In this phase of the project you will execute a number of queries on your databases, report the initial running times, and give the steps to improve the execution time of each query.

Query 1:

Give the total number of authors in DBLP that have at least one of their publication records in Microsoft Academic Search (MAS).

Query 2:

Give the distribution of author count per matched publication records in Microsoft Academic Search (MAS). This query must return a relation with two columns Number of Matched Publications and Author Count.
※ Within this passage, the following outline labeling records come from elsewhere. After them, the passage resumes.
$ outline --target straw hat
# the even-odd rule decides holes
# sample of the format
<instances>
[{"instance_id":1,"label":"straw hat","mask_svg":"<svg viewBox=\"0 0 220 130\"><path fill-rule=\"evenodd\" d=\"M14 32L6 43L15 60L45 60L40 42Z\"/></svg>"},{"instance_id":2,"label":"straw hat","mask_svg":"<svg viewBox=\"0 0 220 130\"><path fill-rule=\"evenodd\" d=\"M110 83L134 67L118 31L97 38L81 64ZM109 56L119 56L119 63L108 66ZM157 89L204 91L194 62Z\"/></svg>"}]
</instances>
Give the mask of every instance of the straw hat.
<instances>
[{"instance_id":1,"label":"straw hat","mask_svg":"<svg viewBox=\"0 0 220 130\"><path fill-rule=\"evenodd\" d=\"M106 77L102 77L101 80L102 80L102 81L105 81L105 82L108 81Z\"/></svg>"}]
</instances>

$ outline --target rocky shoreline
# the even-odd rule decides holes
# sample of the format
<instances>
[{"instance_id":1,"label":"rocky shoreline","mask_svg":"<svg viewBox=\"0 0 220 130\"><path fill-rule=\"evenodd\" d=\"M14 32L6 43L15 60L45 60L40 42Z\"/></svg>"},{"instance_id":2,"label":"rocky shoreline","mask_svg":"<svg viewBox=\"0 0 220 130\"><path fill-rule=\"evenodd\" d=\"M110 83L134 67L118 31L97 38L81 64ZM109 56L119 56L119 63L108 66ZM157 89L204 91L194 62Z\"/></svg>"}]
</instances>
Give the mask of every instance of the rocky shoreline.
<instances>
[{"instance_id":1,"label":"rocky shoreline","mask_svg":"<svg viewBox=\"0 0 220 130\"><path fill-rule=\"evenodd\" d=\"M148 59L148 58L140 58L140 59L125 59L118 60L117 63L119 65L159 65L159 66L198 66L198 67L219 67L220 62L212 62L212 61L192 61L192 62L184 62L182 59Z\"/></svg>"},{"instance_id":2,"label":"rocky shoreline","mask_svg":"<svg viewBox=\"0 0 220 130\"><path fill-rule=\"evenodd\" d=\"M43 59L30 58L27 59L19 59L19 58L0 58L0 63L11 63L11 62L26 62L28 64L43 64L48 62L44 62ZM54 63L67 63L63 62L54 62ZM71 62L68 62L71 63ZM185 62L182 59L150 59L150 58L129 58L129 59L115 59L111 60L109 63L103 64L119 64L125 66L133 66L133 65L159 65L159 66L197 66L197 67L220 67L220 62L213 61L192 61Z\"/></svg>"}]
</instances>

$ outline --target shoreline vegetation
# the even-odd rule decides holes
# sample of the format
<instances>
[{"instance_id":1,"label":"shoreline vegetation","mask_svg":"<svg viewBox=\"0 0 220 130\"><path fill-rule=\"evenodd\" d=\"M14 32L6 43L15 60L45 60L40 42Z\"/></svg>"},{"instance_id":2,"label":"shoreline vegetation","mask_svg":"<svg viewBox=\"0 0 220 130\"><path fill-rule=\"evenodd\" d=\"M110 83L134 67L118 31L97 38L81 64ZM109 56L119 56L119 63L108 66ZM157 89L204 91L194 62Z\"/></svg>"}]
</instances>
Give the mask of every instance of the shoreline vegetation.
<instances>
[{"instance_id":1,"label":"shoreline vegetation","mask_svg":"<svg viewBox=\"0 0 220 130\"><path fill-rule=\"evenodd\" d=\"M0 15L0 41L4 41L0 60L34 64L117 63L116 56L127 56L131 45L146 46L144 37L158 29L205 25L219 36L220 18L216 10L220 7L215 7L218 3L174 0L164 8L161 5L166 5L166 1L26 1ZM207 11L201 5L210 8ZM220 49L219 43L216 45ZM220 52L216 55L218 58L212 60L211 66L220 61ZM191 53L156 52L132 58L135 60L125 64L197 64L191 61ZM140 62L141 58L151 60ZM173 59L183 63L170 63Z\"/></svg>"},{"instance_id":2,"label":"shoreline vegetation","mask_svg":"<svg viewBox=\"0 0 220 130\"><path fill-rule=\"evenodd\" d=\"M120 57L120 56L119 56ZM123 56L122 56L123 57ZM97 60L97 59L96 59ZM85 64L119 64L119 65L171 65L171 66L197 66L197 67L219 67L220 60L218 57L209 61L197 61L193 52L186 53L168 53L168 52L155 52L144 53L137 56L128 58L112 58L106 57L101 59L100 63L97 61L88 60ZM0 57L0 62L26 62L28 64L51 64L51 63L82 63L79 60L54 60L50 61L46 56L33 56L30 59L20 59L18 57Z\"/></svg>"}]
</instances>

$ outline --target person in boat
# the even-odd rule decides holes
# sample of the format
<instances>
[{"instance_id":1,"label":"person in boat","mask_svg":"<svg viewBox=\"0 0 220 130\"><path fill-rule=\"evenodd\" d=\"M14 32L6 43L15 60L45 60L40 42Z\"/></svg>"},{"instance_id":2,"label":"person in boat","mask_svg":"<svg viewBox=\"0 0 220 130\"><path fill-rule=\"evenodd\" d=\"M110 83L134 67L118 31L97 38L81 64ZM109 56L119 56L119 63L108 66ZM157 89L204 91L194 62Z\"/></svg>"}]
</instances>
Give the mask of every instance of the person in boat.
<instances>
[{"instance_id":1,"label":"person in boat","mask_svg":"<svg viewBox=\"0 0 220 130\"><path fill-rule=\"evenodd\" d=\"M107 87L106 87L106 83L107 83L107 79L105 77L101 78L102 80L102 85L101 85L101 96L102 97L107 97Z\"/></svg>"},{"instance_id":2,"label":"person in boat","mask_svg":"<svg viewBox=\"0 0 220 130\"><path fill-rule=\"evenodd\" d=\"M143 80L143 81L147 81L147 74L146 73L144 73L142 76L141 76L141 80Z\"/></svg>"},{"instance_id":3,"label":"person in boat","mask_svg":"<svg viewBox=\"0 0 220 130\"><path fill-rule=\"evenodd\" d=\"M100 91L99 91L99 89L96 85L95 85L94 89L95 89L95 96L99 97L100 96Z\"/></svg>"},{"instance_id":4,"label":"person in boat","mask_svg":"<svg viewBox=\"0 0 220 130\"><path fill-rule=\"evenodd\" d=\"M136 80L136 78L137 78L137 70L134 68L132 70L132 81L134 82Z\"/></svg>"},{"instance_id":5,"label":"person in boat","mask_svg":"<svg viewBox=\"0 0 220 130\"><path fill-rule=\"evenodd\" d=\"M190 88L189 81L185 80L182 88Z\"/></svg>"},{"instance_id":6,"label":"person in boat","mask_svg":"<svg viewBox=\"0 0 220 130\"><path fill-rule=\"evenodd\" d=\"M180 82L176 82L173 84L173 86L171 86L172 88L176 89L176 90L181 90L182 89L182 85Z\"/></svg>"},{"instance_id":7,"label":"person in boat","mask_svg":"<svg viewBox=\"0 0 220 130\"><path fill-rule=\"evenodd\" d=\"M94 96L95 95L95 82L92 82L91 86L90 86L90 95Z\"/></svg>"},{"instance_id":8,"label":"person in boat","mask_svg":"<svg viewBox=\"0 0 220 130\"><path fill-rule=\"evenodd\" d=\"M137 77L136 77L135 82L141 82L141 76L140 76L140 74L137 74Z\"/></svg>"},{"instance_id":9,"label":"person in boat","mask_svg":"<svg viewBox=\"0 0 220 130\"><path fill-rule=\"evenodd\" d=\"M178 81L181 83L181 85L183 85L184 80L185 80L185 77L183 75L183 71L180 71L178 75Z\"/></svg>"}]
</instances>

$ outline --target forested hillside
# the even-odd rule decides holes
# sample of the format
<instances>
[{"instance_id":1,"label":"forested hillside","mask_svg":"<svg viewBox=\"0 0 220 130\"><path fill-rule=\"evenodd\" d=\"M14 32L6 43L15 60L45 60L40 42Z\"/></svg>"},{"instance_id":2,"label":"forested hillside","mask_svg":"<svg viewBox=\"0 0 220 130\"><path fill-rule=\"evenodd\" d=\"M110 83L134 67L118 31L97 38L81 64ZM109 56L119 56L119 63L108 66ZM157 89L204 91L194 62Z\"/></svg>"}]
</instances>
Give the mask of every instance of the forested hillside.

For example, a row of the form (10, 20) in this relation means that 20 authors have 10 of their publications matched against MAS, while a row (5, 100) tells us that 100 authors have 5 of their publication records matched against MAS. Analyze the query with and without the clause "ORDER BY Number of Matched Publications."

Query 3:

Same as Query 2, but include the condition that only authors whose names contain a given substring, say 'Zhang', must be considered.

Query 4:

Same as Query 3, but include the condition that only authors whose NOTE field contain a given substring, say 'University', must be considered.

Deliverables

  • Give the SQL query for each query.
  • Include a screen shot per query that shows the execution of the query and includes the execution time.
  • Include a screen shot with the Execution Plan per query.
  • Describe the steps you took to optimize each query.
  • Include screen shots per query show the gained improvement in the execution time (show the results, the new execution time and Execution Plan).
  • This is your last report. Include the updates from all the previous phases.
  • Start early!
    Collaborate! Compare and discuss your approaches. The end product is expected to be an individual effort!